Si le recours aux briseurs de grève dans sa forme classique existe toujours, comme l’illustre bien le cas de Delastek, le long conflit au Journal de Montréal a parfaitement démontré à quel point les dispositions actuelles de la loi ne correspondent plus à l’intention des législateurs de 1977.
La commission parlementaire qui s’était réunie en février 2011, après deux ans de lockout, avait recommandé de revoir la notion totalement désuète d’«établissement», sur laquelle la loi est fondée. Le patronat, Pierre Karl Péladeau en tête, s’y était férocement opposé. La ministre du Travail de l’époque, Lise Thériault, avait reconnu l’existence du problème, mais n’avait rien fait. M. Couillard ne semble même plus penser qu’il y a un problème.
M. Couillard ne semble même plus penser qu’il y a un problème
Jusqu’à ce que M. Péladeau apparaisse dans le décor, la modernisation de la loi anti-briseurs de grève faisait partie des engagements du PQ, mais elle avait disparu de la plateforme électorale de 2014. Sa démission a permis d’y revenir.
Le programme adopté en septembre 2017 prévoit d’«interdire à un employeur d’utiliser, à l’intérieur où à l’extérieur d’un établissement, les services ou le produit du travail autres que ceux d’un salarié ou d’une salariée faisant partie de l’unité d’accréditation en grève ou en lockout». Sans surprise, le renforcement des dispositions de la loi fait également partie du programme de Québec solidaire.

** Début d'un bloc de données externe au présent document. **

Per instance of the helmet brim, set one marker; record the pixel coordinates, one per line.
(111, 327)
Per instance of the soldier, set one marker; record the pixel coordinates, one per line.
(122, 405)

En revanche, personne n’a jamais soupçonné la CAQ, ni son chef, d’entretenir un quelconque préjugé favorable envers les travailleurs, et encore moins envers les syndicats. Au fur et à mesure que l’élection approche, elle s’évertue à se montrer la moins menaçante possible, mais rien n’indique qu’elle a renoncé au projet de «moderniser» les règles syndicales dont elle a hérité de l’ADQ.
Un de ceux qui pourraient peut-être nourrir sa réflexion est le député de Blainville, Mario Laframboise. En 2009, alors qu’il siégeait à la Chambre des communes sous les couleurs du Bloc québécois, il avait déposé un projet de loi visant à interdire le recours aux briseurs de grève dans les entreprises régies par le Code canadien du travail, comme les banques, la téléphonie ou les télécommunications. Son chef pourra toutefois lui expliquer qu’il n’y a rien de mal à changer d’idée, peu importe le sujet.